INDUSTRY
GIS Technology Helps Link Premenopausal Breast Cancer with Place of Birth
BUFFALO, N.Y. -- Geographers and epidemiologists from the University at Buffalo, using life-course data from a cohort of breast cancer patients and controls in Western New York and geographic information systems (GIS) technology, have shown that women who developed breast cancer before menopause tend to cluster based on where they were born and where they lived at their menarche (start of menstruation). The clustering indicates that these women may have been exposed to something in the environment at those times in their lives that increased their risk of developing premenopausal breast cancer, said Daikwon Han, Ph.D., postdoctoral fellow in the UB Department of Social and Preventive Medicine and first author on the study. There was less evidence of clustering of postmenopausal cancer cases, he said.

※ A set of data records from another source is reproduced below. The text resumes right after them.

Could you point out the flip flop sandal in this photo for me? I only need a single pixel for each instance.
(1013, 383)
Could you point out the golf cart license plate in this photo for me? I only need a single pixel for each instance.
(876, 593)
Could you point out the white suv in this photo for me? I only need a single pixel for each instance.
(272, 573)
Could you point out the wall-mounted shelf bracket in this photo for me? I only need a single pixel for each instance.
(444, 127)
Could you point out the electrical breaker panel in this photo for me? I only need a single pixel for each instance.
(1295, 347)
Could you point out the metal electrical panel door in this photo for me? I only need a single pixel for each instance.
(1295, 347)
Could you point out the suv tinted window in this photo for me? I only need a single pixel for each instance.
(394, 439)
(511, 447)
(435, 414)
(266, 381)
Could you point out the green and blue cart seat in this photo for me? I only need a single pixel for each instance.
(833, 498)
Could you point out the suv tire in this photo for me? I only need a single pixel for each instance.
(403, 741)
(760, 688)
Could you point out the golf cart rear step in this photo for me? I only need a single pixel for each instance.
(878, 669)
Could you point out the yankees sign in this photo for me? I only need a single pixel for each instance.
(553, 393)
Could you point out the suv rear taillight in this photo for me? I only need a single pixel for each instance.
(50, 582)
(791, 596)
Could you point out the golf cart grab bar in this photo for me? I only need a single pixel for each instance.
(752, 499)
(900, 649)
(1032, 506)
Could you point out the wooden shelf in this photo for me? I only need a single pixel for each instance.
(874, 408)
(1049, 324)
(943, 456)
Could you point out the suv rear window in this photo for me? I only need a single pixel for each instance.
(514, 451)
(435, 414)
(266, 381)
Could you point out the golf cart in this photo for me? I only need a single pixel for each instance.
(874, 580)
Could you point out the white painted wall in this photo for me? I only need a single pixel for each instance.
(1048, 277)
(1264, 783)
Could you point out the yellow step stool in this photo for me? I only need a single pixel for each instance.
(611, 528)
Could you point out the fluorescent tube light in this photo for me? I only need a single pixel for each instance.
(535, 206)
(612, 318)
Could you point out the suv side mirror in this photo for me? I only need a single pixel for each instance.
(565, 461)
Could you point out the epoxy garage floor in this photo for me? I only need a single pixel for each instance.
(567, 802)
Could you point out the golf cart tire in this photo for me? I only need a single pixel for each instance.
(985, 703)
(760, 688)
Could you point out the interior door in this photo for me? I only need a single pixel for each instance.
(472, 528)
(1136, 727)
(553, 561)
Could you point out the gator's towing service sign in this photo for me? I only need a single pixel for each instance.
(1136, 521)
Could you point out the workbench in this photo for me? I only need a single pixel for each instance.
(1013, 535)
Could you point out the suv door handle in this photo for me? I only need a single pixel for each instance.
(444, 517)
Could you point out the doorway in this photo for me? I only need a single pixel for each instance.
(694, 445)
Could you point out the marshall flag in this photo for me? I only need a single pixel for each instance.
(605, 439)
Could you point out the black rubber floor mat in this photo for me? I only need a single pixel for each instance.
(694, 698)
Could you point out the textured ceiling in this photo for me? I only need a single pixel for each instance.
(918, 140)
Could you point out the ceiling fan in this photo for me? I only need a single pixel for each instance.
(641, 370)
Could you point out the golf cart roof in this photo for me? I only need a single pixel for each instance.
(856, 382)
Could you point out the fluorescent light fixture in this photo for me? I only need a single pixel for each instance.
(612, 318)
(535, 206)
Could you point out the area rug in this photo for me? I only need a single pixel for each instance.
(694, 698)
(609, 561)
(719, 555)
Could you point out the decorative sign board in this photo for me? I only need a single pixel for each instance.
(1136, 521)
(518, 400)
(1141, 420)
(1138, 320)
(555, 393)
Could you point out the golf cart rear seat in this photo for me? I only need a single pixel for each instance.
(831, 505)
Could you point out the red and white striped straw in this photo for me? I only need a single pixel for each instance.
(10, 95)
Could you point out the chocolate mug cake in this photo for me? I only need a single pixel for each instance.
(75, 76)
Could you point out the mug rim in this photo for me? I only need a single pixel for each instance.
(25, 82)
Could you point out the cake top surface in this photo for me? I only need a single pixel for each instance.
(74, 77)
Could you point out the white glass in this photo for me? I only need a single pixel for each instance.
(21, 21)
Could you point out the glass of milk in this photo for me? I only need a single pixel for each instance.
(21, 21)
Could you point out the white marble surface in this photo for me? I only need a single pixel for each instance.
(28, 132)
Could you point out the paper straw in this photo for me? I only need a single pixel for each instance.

Han will present the study results June 12 at the annual meeting of the Society for Epidemiologic Research in Atlanta.
"Researchers are moving more toward a life-course approach in studying the development of chronic disease," said Han. "At UB, we are developing spatial statistical methods to combine geographic information systems, mapping and visualization with epidemiology to help identify patterns of disease."
Finding clustering of cancer patients based on where they were born and lived during early life is significant, said Peter Rogerson, Ph.D., UB professor of geography and a study co-author. "If we just look at where the women lived when they were diagnosed, we miss something important."
The study positioned the clustering of premenopausal cases in an area near the border between Erie and Niagara counties in Western New York.
The project piggybacks on a case-control study of breast cancer in Erie and Niagara
counties led by Jo L. Freudenheim, Ph.D., professor and interim chair of the Department of Social and Preventive Medicine in the UB School of Public Health and Health Professions. It involves 1,170 women with recently diagnosed breast cancer and 2,116 healthy women. Of this total, about half were born in either of the two counties and had provided the address of their residence at birth and menarche, and became the focus of the current project.
In future studies, the researchers will combine the GIS results with information on the location of steel mills, chemical factories, gasoline stations, toxic-waste sites and other industrial sites in existence in the two counties between 1918-80. They then will calculate the distance between these sites and the women's homes at the time of birth and menarche, and compare this information for the participants with and without cancer.
Also contributing to the research were Matthew Bonner Ph.D., postdoctoral fellow; Jing Nie, graduate student; John E. Vena, Ph.D., professor, and Paola Muti, M.D., associate professor, all of the Department of Social and Preventive Medicine in the UB School of Public Health and Health Professions, and Maurizio Trevisan, M.D., professor of social and preventive medicine and interim dean of the school.
The research was supported by grants from the Department of Defense Breast Cancer Research Program and the National Institutes of Health.